When I think about pride month 10 years down the road, I just hope that Orion is proud of the family he comes from. I hope he sees the love in how we nurtured him and fed him together as his mothers. I hope that things get better in terms of acceptance. If I look back ten years, we’ve made so many strides. I think the current administration won’t move us backwards — we will get a new president and things will continue to march on. It can only get better. Things will progress no matter what. When I was young, you were either lesbian or gay. There were only two ways to look at it. Now there are so many different ways people identify themselves, and a lot of things have become recognized since I was a kid. People look at Tiffany and I now, and being a lesbian couple is just normal and not that big of a deal anymore.
We have so many things to focus on in the next 10 years, so many areas we need to make strides. There are so many different genders and ways that people identify themselves and it is going to take a little time. Just like it took time for people to see a lesbian couple together. There are so many other issues in the world to focus on, I can’t really see why anyone cares who I am sleeping with. My dad always said when I was a kid, “You don’t have to agree with how people live or what they believe. You just have to respect those people and move on.”
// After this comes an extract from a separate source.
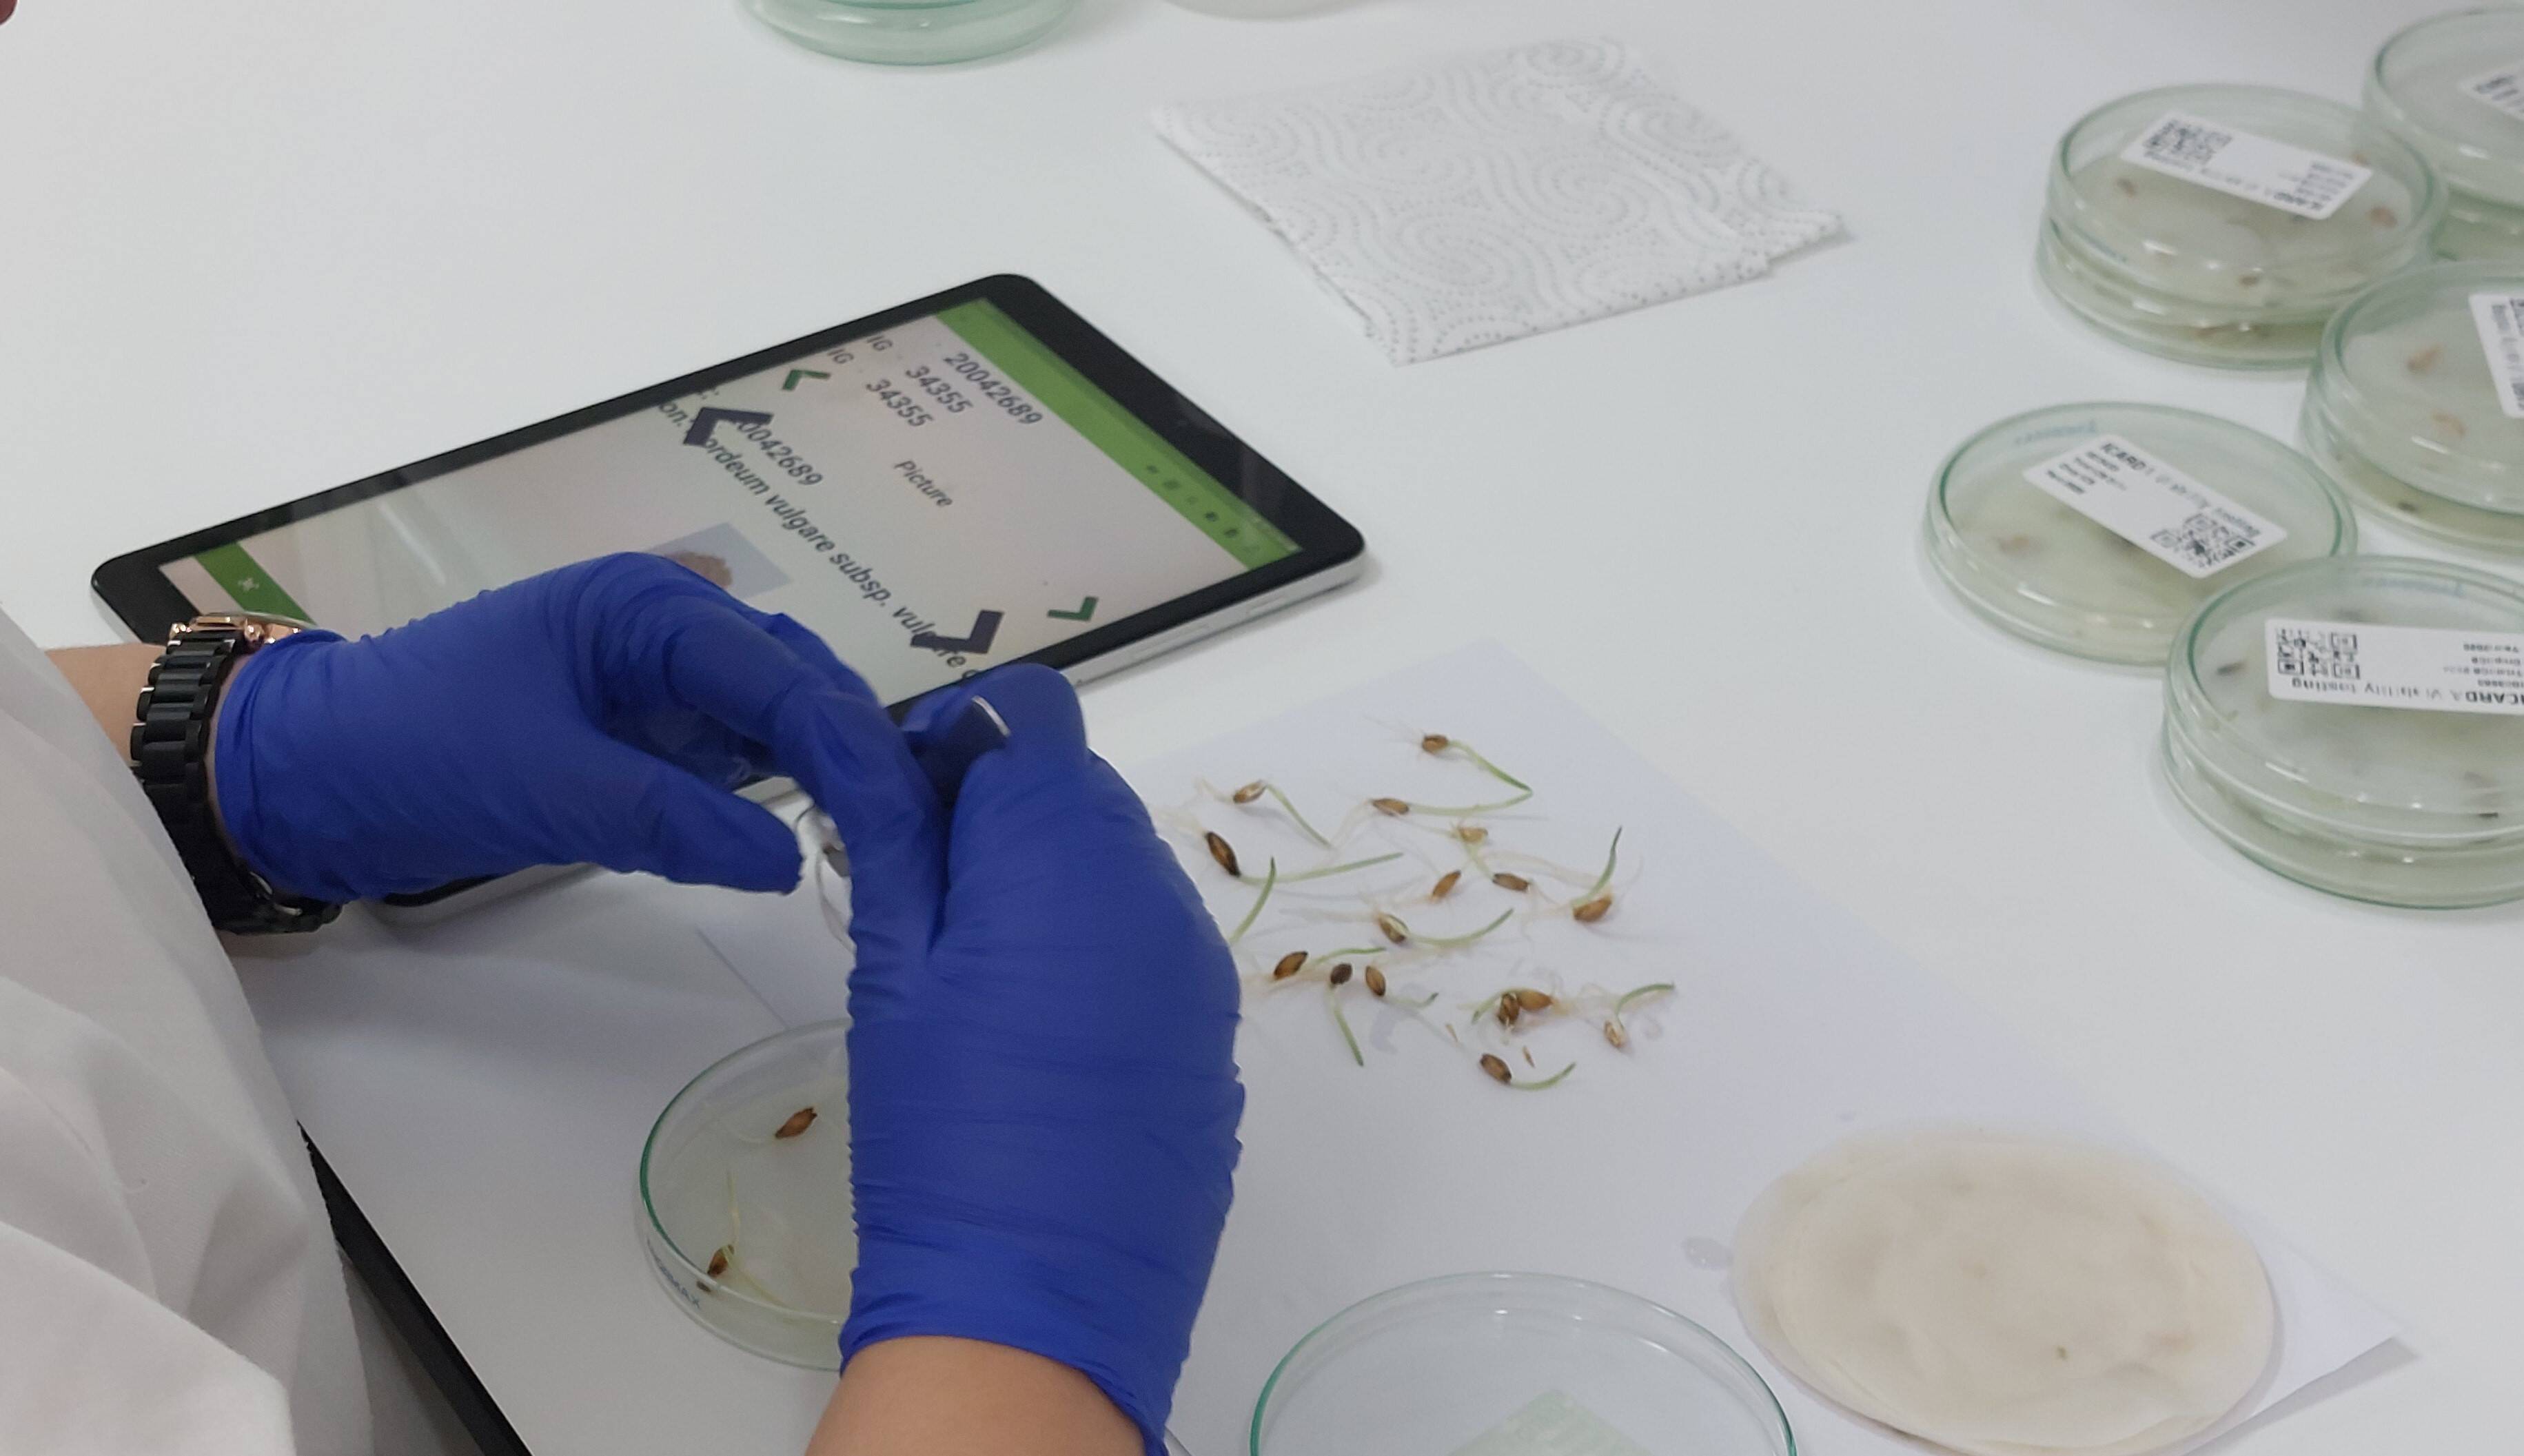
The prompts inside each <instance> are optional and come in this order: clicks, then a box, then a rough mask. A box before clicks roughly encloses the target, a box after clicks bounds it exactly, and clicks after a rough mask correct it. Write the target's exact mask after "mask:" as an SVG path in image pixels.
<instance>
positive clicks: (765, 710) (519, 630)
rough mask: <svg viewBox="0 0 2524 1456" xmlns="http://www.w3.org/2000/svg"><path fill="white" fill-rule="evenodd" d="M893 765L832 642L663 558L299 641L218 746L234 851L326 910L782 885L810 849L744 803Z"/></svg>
mask: <svg viewBox="0 0 2524 1456" xmlns="http://www.w3.org/2000/svg"><path fill="white" fill-rule="evenodd" d="M896 760H901V765H909V757H906V749H904V739H901V734H899V732H896V729H893V724H891V722H888V719H886V712H883V707H881V704H878V702H876V696H873V694H871V691H868V686H866V684H863V681H861V679H858V676H856V674H851V671H848V669H843V666H840V661H835V659H833V654H830V649H825V646H823V641H818V638H815V633H810V631H805V628H803V626H798V623H793V621H790V618H785V616H767V613H760V611H752V608H747V606H745V603H740V601H737V598H732V596H727V593H724V590H719V588H717V585H712V583H707V580H702V578H699V575H697V573H692V570H689V568H681V565H676V563H671V560H664V558H656V555H608V558H598V560H586V563H578V565H565V568H560V570H550V573H543V575H535V578H528V580H520V583H515V585H505V588H500V590H487V593H482V596H477V598H472V601H464V603H457V606H452V608H447V611H439V613H432V616H424V618H419V621H414V623H409V626H399V628H394V631H386V633H379V636H371V638H361V641H343V638H341V636H338V633H328V631H305V633H298V636H288V638H283V641H278V643H273V646H268V649H262V651H257V654H255V656H250V659H245V664H242V666H240V669H237V674H235V676H232V679H230V686H227V691H225V696H222V702H220V727H217V734H215V739H212V767H215V775H217V795H220V818H222V823H225V825H227V835H230V840H232V843H235V845H237V850H240V853H242V855H245V860H247V863H250V866H252V868H255V871H257V873H260V876H262V878H268V881H270V883H273V886H275V888H280V891H288V893H298V896H313V898H321V901H353V898H369V896H384V893H399V891H427V888H434V886H444V883H449V881H462V878H469V876H497V873H507V871H517V868H525V866H568V863H596V866H606V868H616V871H651V873H659V876H666V878H676V881H707V883H722V886H737V888H747V891H785V888H790V886H795V883H798V840H795V838H793V833H790V830H787V828H785V825H782V823H780V820H777V818H775V815H772V813H770V810H765V807H760V805H752V802H747V800H742V797H737V795H732V792H729V785H734V782H740V780H742V777H747V775H752V772H787V775H793V777H798V780H800V782H805V787H808V790H810V792H813V795H815V797H818V802H825V805H830V802H833V800H835V797H840V795H846V792H848V790H851V782H848V780H851V775H853V772H858V767H868V765H873V767H881V770H886V772H891V770H893V767H899V762H896ZM853 765H856V767H853ZM924 805H926V800H924ZM926 813H929V815H934V813H936V810H934V805H926Z"/></svg>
Pride month looks differently this year for our family than it has in the past, since we welcomed baby Orion last summer. We live in Atlanta, which as a city is very supportive of the LGBTQ+ community. Before that, I lived in New York City, which is just as welcoming and open to families like ours. I have been fortunate to only really live in diverse and accepting cities. I have walked in our pride parade and celebrated with my city, and it feels like a safe and welcoming event. I promise that we will be out there next year with my family. This year, though, we will be staying home to avoid large crowds with our infant son. It’s not the same as previous years, but that doesn’t mean we won’t be celebrating and educating as a family.
More than anything, when I reflect back on the past year and our journey together as a couple we just want Orion to be proud of his family. People ask us if he loves one of us more than the other. No, he doesn’t. He doesn’t know one of us carried him and the other didn’t. He can depend on both of his moms. That is what truly matters, and what we are choosing to focus on.